There are a number of scenes like those and they are the best parts of the movie. Where it starts getting bogged down is when it tries to make it's point. The message seems to be how destructive the media can be, and also how the alluring concept of fame has somewhat altered the motives of the American public - instead of receiving the "trophy of recognition" for some form of accomplishment, the movie argues that more and more people would rather simply "buy" or "steal" the recognition. I'm sure there's an element of truth to that, but I think that message has been brought to the fore already. They're not breaking new ground here.

There have been numerous comparisons between "Ed tv" and last year's "The Truman Show". Despite the "ordinary guy on television" parallels, the movies are rather different. "The Truman Show" was more about one man's journey of discovery, instead of a message film on the addictive power of the media; it touched on those issues, but it was Carrey's journey to find a better life for himself that ultimately drove that story forward. In my opinion, a more apt comparison to this film would be "To Die For", Gus Van Sant's deliciously dark comedy about a dimwitted news reporter wannabe (Nicole Kidman) trying to make a name for herself in a tiny New England town. Both films are funny, but what gave that movie it's edge was that it was told through the intellectually-skewed eyes of the Kidman character. We were able to see how the infectious influence of the media took it's toll on this not-too-bright woman. "Ed tv" isn't told from any one character's particular point of view. The story may seem to be told from Ed's perspective, but it's really not.

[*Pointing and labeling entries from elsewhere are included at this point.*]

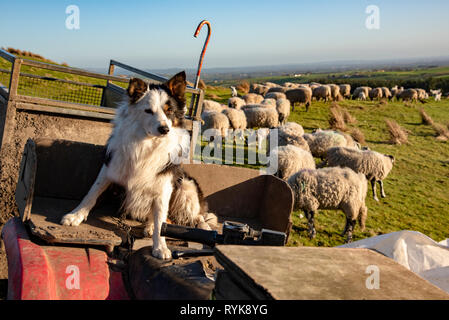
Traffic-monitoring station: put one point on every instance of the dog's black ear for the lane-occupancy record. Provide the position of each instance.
(136, 89)
(177, 85)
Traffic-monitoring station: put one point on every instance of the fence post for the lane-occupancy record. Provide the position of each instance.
(8, 114)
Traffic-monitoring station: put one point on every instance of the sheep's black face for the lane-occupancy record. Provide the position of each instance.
(391, 157)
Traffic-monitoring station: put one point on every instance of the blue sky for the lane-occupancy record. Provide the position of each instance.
(159, 34)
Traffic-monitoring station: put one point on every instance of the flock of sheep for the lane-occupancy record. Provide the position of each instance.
(339, 182)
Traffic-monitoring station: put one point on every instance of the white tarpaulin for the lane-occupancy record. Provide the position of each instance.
(415, 251)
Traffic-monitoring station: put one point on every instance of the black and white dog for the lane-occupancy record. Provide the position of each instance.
(140, 157)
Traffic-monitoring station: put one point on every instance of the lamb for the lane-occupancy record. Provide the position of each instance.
(375, 93)
(357, 91)
(258, 89)
(277, 89)
(299, 95)
(321, 140)
(386, 93)
(335, 92)
(234, 92)
(261, 117)
(283, 109)
(409, 94)
(236, 103)
(331, 189)
(345, 90)
(290, 133)
(374, 165)
(237, 118)
(422, 94)
(269, 102)
(290, 159)
(210, 105)
(215, 121)
(361, 96)
(253, 98)
(275, 95)
(322, 92)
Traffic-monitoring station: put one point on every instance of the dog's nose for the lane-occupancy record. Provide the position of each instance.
(163, 129)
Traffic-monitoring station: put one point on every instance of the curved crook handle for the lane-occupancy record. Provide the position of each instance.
(200, 63)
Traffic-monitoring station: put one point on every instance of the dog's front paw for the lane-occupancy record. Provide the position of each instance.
(73, 219)
(148, 230)
(162, 253)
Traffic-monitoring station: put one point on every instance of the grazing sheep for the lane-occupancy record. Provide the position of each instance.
(422, 94)
(277, 89)
(374, 165)
(375, 93)
(283, 109)
(299, 95)
(237, 118)
(234, 92)
(386, 93)
(210, 105)
(290, 133)
(335, 92)
(345, 90)
(275, 95)
(270, 85)
(322, 92)
(269, 102)
(261, 117)
(357, 91)
(408, 94)
(331, 189)
(236, 103)
(253, 98)
(258, 89)
(290, 159)
(216, 121)
(321, 140)
(361, 96)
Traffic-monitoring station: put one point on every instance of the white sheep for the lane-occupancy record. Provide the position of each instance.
(321, 140)
(253, 98)
(275, 95)
(261, 117)
(283, 109)
(217, 121)
(234, 92)
(290, 133)
(236, 103)
(210, 105)
(290, 159)
(374, 165)
(331, 189)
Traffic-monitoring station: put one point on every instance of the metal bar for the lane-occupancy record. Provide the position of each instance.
(22, 74)
(138, 71)
(63, 104)
(6, 55)
(59, 110)
(14, 79)
(70, 70)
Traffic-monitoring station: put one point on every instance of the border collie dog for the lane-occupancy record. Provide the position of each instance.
(140, 157)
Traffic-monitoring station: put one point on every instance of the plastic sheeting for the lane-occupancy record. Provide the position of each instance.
(415, 251)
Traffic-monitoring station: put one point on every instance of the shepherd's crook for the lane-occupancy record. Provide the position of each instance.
(200, 63)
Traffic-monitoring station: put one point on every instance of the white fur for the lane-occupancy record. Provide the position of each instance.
(139, 153)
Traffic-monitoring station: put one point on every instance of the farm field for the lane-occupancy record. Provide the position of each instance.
(417, 188)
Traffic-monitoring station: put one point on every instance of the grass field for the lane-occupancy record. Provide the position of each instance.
(418, 186)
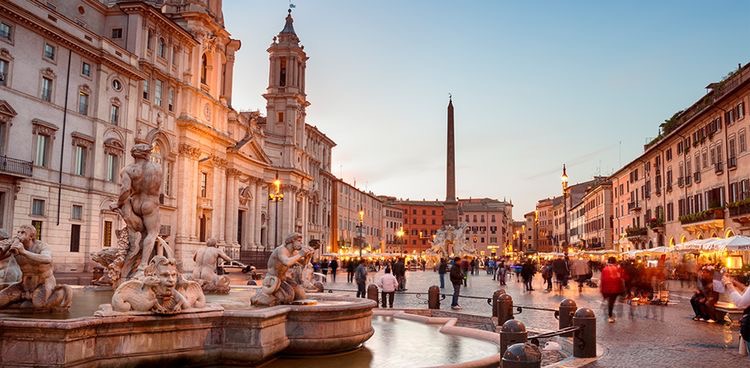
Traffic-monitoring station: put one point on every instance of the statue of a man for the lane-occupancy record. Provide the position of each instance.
(38, 288)
(278, 287)
(205, 267)
(138, 202)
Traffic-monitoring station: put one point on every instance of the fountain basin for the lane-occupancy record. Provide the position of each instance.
(205, 337)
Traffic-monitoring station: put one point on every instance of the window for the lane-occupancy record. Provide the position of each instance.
(170, 99)
(4, 67)
(162, 48)
(79, 154)
(42, 150)
(204, 68)
(107, 233)
(157, 92)
(76, 212)
(112, 167)
(83, 103)
(47, 89)
(145, 89)
(38, 226)
(6, 31)
(114, 114)
(49, 51)
(75, 237)
(86, 69)
(204, 184)
(37, 207)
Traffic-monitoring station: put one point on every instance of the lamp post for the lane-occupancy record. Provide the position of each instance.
(359, 228)
(277, 196)
(400, 236)
(564, 180)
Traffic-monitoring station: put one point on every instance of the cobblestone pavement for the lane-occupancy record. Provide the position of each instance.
(643, 336)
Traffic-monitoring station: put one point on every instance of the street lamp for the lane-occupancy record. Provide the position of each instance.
(400, 236)
(564, 180)
(277, 196)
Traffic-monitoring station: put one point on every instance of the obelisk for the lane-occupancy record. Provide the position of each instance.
(451, 205)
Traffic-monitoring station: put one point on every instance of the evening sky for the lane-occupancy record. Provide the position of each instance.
(535, 84)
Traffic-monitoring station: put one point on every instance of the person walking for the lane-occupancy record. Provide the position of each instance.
(388, 285)
(360, 276)
(350, 267)
(442, 269)
(612, 285)
(334, 266)
(457, 277)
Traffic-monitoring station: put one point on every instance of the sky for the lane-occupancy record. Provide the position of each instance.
(535, 84)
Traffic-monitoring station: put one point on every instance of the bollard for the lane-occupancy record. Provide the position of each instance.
(496, 295)
(512, 332)
(372, 293)
(584, 342)
(433, 297)
(522, 356)
(567, 308)
(504, 309)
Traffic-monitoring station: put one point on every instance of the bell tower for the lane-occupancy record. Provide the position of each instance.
(285, 96)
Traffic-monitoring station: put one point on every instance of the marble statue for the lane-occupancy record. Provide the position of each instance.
(37, 289)
(161, 290)
(9, 270)
(280, 286)
(138, 205)
(204, 273)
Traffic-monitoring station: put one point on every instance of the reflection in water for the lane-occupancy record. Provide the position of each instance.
(399, 343)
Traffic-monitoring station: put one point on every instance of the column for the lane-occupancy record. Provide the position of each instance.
(249, 236)
(260, 196)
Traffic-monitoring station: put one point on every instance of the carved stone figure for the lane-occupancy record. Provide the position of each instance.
(279, 287)
(161, 290)
(9, 270)
(138, 205)
(204, 273)
(38, 289)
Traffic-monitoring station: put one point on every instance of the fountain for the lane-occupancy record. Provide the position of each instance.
(155, 315)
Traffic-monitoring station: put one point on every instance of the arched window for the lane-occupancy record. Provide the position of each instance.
(204, 68)
(162, 51)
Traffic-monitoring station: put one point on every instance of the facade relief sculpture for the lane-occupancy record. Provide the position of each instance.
(37, 290)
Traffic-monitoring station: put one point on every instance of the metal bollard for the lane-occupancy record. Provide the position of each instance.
(512, 332)
(522, 356)
(584, 342)
(496, 295)
(372, 293)
(567, 308)
(433, 297)
(504, 309)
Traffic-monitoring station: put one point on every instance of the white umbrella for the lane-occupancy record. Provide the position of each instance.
(737, 242)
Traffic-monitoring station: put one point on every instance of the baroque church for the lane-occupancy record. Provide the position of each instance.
(81, 82)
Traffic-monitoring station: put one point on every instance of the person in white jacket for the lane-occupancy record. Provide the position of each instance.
(388, 285)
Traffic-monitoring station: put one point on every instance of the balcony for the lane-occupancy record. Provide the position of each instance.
(15, 167)
(732, 163)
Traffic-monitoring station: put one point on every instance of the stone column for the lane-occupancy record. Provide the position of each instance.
(260, 196)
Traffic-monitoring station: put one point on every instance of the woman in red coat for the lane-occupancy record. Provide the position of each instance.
(611, 285)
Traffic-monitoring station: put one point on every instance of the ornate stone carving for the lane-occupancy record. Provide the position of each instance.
(206, 259)
(246, 195)
(38, 289)
(189, 151)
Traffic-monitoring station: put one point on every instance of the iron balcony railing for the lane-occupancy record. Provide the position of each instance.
(15, 166)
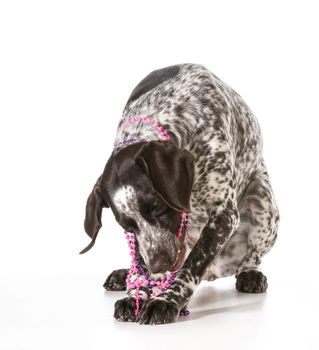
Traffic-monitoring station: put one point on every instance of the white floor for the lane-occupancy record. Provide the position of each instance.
(74, 312)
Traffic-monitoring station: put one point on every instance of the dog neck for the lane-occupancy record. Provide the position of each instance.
(157, 127)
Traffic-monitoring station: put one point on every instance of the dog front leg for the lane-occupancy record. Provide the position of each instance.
(125, 309)
(165, 307)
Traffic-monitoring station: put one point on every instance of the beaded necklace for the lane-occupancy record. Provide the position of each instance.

It is about it's gimmick, rather than the characters involved in it.

Still, the humorous elements of the film (and there are many) make me recommend it, albeit by a somewhat narrow margin. Director Ron Howard knows his way around a comedy and handles those scenes with a deft touch. (The morning of the show's first broadcast is an exercise in hilarity.) The message may not be anything new, but the movie is certainly tuned in to it's laughs.